Dezember 16, 2011 | Jena | Artikel

Hacker manipulierten Russland-Wahl

Tausende von russischen Wählern protestieren seit dem 4.12. - dem Tag der Parlamentswahlen in Russland - gegen den Wahlausgang. Sie machen ihrer Enttäuschung Luft, dass Manipulationen den Sieg der Regierungspartei hervorgerufen hätten. Auch im Internet finden sich immer mehr Indizien dafür, sagen Virenexperten von ESET. Sie haben den Virus Win32/Flooder.Ramagedos entdeckt, der gezielt gegen Webseiten oppositioneller Parteien in Russland eingesetzt wurde.
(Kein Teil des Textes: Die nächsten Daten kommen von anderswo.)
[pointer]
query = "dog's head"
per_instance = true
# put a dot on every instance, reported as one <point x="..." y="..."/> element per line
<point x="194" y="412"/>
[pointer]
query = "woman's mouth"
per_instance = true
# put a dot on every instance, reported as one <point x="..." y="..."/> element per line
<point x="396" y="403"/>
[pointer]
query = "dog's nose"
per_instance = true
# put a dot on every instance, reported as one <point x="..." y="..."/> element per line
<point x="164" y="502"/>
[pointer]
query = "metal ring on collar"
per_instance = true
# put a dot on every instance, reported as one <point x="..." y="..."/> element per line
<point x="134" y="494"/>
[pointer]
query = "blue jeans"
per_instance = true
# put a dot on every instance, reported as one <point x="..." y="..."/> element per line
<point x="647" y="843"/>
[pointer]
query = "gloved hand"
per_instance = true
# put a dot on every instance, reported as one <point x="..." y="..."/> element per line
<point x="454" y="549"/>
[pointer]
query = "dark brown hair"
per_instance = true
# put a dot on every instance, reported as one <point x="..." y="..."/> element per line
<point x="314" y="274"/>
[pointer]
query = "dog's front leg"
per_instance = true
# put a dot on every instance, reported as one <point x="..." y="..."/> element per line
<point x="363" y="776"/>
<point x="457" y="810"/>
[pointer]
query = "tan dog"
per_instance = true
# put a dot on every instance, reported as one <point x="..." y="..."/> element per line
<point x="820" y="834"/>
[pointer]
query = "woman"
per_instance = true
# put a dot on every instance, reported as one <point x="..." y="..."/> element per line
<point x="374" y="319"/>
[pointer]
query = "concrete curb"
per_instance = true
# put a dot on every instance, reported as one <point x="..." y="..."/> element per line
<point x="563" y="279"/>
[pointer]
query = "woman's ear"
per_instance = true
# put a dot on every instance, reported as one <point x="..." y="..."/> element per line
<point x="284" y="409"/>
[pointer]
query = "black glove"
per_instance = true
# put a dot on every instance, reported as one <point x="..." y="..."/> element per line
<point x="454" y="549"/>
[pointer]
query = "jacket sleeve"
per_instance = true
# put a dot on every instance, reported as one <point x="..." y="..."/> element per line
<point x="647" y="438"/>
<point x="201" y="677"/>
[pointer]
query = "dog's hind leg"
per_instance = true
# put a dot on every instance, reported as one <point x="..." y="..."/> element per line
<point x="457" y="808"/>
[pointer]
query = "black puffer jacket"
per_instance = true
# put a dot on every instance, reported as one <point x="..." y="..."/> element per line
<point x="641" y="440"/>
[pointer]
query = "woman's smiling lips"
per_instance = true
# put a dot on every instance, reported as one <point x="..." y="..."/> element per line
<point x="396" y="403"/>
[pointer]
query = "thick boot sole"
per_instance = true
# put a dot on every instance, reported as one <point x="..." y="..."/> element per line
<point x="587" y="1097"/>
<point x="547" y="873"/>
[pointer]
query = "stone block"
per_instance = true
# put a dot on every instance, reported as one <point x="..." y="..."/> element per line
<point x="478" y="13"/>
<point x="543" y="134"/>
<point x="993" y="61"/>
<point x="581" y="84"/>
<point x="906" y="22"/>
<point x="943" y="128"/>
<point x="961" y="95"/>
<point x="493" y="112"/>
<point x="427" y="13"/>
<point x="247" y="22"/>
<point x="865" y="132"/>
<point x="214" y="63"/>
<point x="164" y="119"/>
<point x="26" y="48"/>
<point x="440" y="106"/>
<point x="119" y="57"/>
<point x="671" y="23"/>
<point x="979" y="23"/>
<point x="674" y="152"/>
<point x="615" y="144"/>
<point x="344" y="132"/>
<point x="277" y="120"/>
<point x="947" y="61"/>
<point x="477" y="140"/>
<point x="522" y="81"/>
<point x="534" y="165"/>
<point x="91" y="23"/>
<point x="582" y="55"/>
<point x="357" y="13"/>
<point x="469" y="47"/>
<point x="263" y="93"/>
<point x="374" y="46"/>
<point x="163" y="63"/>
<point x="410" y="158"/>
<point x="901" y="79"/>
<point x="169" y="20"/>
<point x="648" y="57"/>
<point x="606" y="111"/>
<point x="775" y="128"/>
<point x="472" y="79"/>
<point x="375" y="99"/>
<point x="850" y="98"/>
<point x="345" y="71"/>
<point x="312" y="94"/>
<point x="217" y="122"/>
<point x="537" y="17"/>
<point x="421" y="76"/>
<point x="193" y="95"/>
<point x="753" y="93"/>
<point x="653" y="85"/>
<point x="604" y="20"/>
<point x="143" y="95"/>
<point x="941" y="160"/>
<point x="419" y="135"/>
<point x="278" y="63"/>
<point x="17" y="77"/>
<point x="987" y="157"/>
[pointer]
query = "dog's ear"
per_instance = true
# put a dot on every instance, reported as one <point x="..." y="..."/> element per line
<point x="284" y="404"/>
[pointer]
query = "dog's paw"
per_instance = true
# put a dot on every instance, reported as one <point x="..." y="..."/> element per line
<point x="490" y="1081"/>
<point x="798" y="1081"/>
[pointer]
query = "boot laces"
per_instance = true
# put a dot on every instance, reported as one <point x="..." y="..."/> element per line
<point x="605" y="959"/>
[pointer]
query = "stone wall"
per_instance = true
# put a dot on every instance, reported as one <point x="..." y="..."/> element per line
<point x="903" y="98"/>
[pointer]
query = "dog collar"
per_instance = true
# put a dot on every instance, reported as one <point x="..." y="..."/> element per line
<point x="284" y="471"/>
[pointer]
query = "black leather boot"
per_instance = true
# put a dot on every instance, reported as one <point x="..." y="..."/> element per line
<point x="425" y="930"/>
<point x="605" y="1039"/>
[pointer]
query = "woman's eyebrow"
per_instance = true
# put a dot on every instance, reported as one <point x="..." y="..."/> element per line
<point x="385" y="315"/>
Diverse Berichte belegen Versuche, mit denen Protestler im Internet „mundtot“ gemacht wurden. Mit DDoS-Attacken legten beispielsweise Hacker die Webseiten der politischen Opposition still. Twitter-Bots überfluteten Soziale Netzwerke mit sogenannten Hashtags. Zuweilen wurden sogar die Betreiber von Sozialen Netzwerken mit offiziell aussehenden Schreiben aufgefordert, oppositionelle Gruppen zu schließen.

Vor diesem Hintergrund wundert es nicht, dass auch Malware für Manipulationen zum Zuge kam. Das ESET-Virenlabor entdeckte den Schädling Win32/Flooder.Ramagedos, der direkt für eine DDoS-Attacke auf die Internetseite superjedi.ru verantwortlich ist. In diesem Forum tauschen sich viele Mitglieder über die politischen Verhältnisse in Russland und natürlich die Wahlen aus.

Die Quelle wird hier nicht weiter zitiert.